O jornalista Luis Nassif pergunta se essas revistas não lucros na Abril por que dariam na Caras. Há cheiro de salvamento dos bens particulares dos acionistas da Abril no caso de quebra geral.

Leio esse blog, Naufrago da Utopia e compreendo que Celso Lungaretti o edita sozinho, ás suas expensas, sem uma retaguarda para suportar uma dezena ou mais de processos em caso de denuncias veementes contra poderosas empresas ou corruptos com projeção pública.

Isto é uma prática corrente dos poderosos para calar os blogs independentes.

Mas nem por isso o editor, Celso Lungaretti, deveria colocar matérias de jornalistas comprometidos com uma mídia que é parceira e que dá sustentação ideológica ao capitalismo o que confunde os leitores do blog.

Quer dizer então, segundo Clóvis Rossi, que foi crispações o fato de Cristina Kirchner ter enfrentado a grande imprensa [El Clarin] e a regulamentado?

Foi crispações então Nestor Kirchner ter enfrentado o sistema financeiro e com base em auditorias ter feito negociações na base "aceitem isso ou nada?".

Ora Celso, como revolucionário que pegou em armas, deveria em seus artigos analisar o desastre que será para a nação argentina reabrir as portas para o neoliberalismo com a vitória de Macri.

Ou então fazer um paralelo do que foi o enfrentamento dos Kirchner frente ao capitalismo e sabujice desses 13 anos do governo petista frente ao mesmo.

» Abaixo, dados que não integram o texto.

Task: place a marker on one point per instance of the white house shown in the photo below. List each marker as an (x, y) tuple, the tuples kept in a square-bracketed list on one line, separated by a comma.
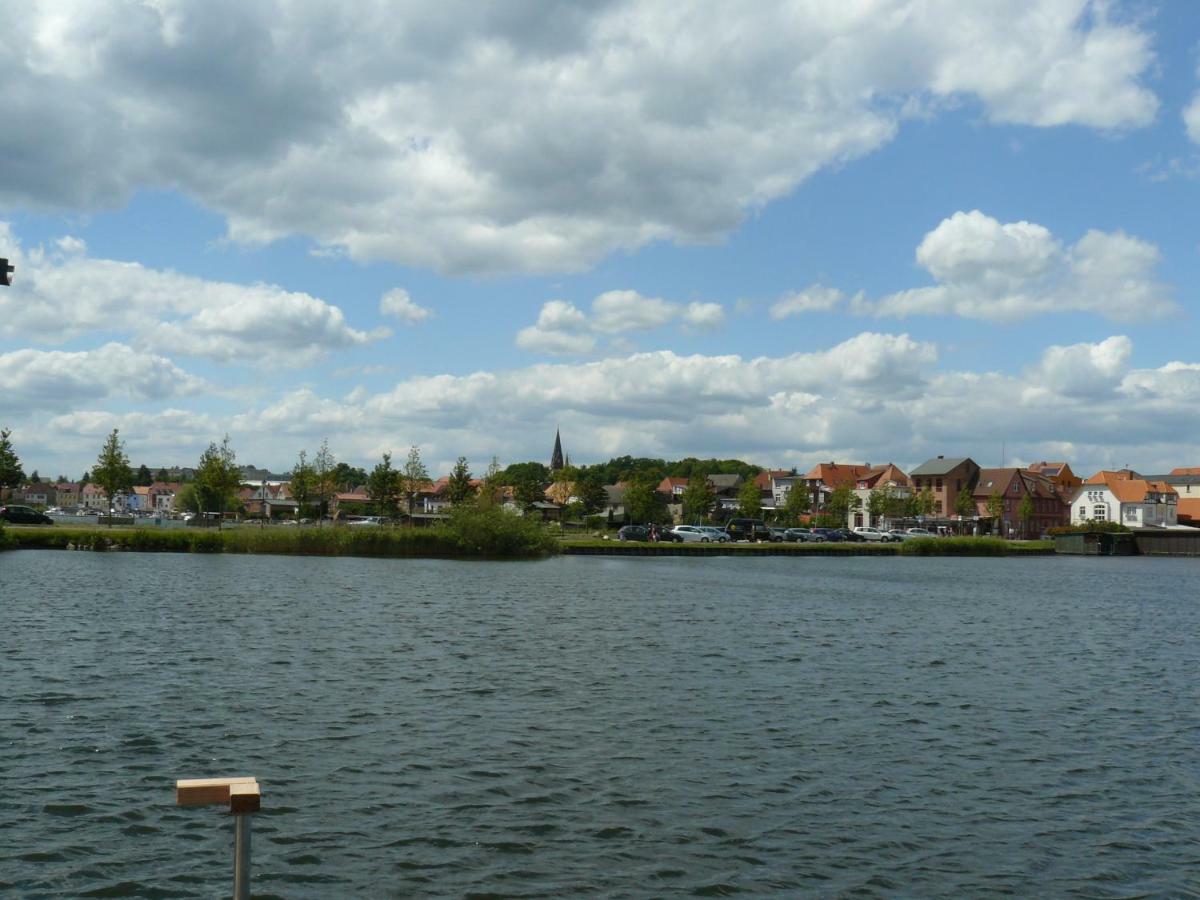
[(1117, 497)]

Seria mais educativo para seus eleitores.

celsolungaretti disse...

Lutero,

exatamente por ser revolucionário de verdade eu não apoio o mero reformismo. Conquistar governos pela via democrático-burguesa e depois tentar fazer pequenas mudanças, sem colocar em xeque a dominação da burguesa, dá nisso: a perda do apoio popular na Argentina e no Brasil, onde só o recurso à politicalha está impedindo a queda de Dilma.

Mas, o essencial já se perdeu: a rejeição à esquerda atingiu os píncaros e necessitaremos de anos e anos para resgatar nossa credibilidade.

Esse modelo ruiu, e já está indo tarde. Temos de voltar a lutar abertamente contra o capitalismo, proclamando que nosso objetivo é derrubá-lo e organizando a sociedade para tanto. Não infiltrarmo-nos nos Poderes e ficarmos praticando esse joguinho indigno de dissimulações.

O "nós contra eles" tem de ser o "nós contra o capitalismo", não o "nós contra rivais eleitorais", como fez a Kirchner e como faz o PT por aqui. Satanizar tucanos e abraçar banqueiros só confunde os explorados. Temos de recuperar a nossa alma.

celsolungaretti disse...

Af, o confronto que temos de travar é a luta intransigente contra o capitalismo, sob a bandeira revolucionária. Não esse joguinho de cena para perpetuar no poder partidos de esquerda aburguesados e domesticados que já desistiram de fazer a revolução, como o PT.

Não é nos palácios do governo que ganharemos a parada, é nas ruas. Quando voltarmos a elas.